Plotly Express https://plotly.com/python/plotly-express/

Interactive charts you can embed in web applications or Jupyter notebooks. Particularly good for box plots and violin plots where interactivity (hover to see exact values, click to isolate groups) adds significant value.

Practice Datasets

The following public datasets are well-suited for practicing the techniques in this chapter:

Kaggle — Superstore Sales Dataset A fictional retail dataset with sales, profit, discount, and category columns. Excellent for practicing regional comparisons, product margin analysis, and outlier detection. Search "superstore dataset kaggle."

UCI Machine Learning Repository — Bike Sharing Dataset Daily bike rental counts with weather, season, and calendar features. Good for practicing distribution analysis, correlation with weather variables, and identifying seasonal patterns (a preview of Chapter 26).

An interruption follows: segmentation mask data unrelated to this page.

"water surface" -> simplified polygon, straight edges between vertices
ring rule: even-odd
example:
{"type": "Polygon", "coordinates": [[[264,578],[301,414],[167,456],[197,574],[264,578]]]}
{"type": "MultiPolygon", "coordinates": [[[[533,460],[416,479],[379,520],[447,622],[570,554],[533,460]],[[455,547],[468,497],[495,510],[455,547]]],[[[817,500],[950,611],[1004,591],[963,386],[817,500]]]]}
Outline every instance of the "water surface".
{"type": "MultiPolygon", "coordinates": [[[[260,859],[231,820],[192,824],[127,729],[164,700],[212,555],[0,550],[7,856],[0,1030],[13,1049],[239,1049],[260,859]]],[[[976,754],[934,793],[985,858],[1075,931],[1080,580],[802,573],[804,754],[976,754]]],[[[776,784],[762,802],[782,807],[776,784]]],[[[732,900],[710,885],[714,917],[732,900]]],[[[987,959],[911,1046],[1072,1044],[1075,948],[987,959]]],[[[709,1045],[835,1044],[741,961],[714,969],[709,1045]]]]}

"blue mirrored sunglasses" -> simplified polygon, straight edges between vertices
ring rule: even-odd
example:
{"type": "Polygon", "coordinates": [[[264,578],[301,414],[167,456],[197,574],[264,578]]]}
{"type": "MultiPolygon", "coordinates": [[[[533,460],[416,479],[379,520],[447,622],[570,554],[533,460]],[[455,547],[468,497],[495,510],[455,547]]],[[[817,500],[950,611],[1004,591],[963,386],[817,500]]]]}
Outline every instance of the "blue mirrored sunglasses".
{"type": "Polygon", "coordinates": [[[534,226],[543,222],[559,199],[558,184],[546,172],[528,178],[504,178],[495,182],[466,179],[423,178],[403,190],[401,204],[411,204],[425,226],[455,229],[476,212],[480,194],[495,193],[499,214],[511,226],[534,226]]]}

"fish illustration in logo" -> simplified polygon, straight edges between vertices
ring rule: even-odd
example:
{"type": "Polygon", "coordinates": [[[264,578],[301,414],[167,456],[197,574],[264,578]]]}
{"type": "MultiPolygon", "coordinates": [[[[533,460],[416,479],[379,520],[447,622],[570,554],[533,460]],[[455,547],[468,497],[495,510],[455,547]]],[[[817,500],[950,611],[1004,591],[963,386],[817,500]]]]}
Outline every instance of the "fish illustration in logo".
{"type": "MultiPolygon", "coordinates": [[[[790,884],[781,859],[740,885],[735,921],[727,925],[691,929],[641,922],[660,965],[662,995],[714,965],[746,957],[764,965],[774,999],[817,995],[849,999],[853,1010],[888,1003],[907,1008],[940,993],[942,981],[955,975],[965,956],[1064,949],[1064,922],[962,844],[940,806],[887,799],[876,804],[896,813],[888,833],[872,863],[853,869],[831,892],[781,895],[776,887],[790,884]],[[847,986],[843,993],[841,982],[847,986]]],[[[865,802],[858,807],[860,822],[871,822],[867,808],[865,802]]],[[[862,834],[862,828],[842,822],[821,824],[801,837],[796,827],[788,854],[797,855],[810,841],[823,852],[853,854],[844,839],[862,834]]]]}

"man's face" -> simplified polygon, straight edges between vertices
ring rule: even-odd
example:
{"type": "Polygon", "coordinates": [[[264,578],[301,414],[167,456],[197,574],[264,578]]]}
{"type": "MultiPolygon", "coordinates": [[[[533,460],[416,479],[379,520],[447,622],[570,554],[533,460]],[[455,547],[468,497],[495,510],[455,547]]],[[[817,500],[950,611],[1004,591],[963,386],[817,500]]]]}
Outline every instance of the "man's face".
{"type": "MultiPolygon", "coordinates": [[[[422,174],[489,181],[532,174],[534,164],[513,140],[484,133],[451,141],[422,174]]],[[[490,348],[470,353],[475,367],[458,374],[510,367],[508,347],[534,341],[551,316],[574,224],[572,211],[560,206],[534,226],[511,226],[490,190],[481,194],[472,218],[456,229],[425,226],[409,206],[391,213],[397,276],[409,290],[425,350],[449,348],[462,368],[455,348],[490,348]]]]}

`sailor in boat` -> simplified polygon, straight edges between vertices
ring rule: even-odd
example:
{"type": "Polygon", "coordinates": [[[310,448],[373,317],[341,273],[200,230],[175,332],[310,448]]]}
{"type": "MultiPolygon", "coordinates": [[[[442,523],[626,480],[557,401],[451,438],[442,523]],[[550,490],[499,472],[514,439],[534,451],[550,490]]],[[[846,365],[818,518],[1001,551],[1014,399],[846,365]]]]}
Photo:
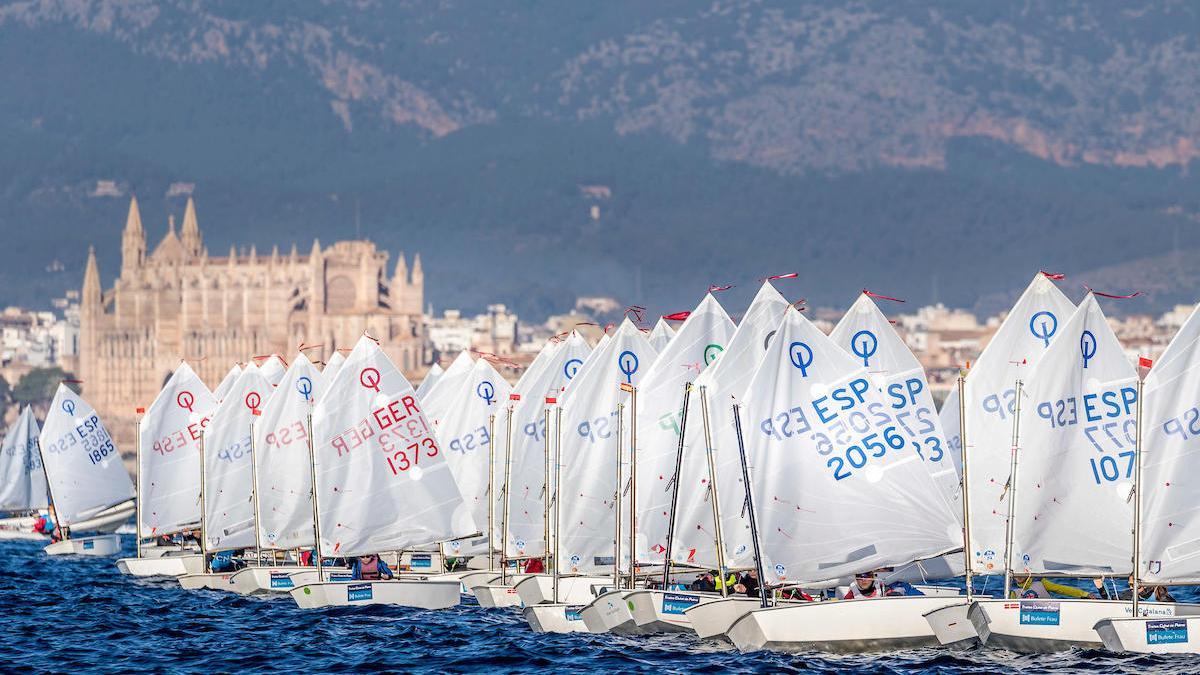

data.world — Small Business Datasets Curated collection of real small-business datasets from various industries. Filter by "sales" or "customer" to find datasets directly relevant to the business context of this book.

Going Deeper: When You Are Ready

If you find that descriptive statistics leaves you hungry for more analytical power, the natural next steps are:

Inferential statistics: Moving from describing your sample to making claims about the broader population (confidence intervals, hypothesis testing). See Chapter 27 of this book.
A/B testing: Applying statistical testing to business experiments. The foundational question: "Is this difference real or just random variation?" Chapter 28 covers this.
Regression analysis: Using correlation as a foundation, regression lets you quantify how much one variable predicts another and make predictions. Chapter 29.

The statistics in this chapter are the vocabulary. The chapters ahead are the grammar.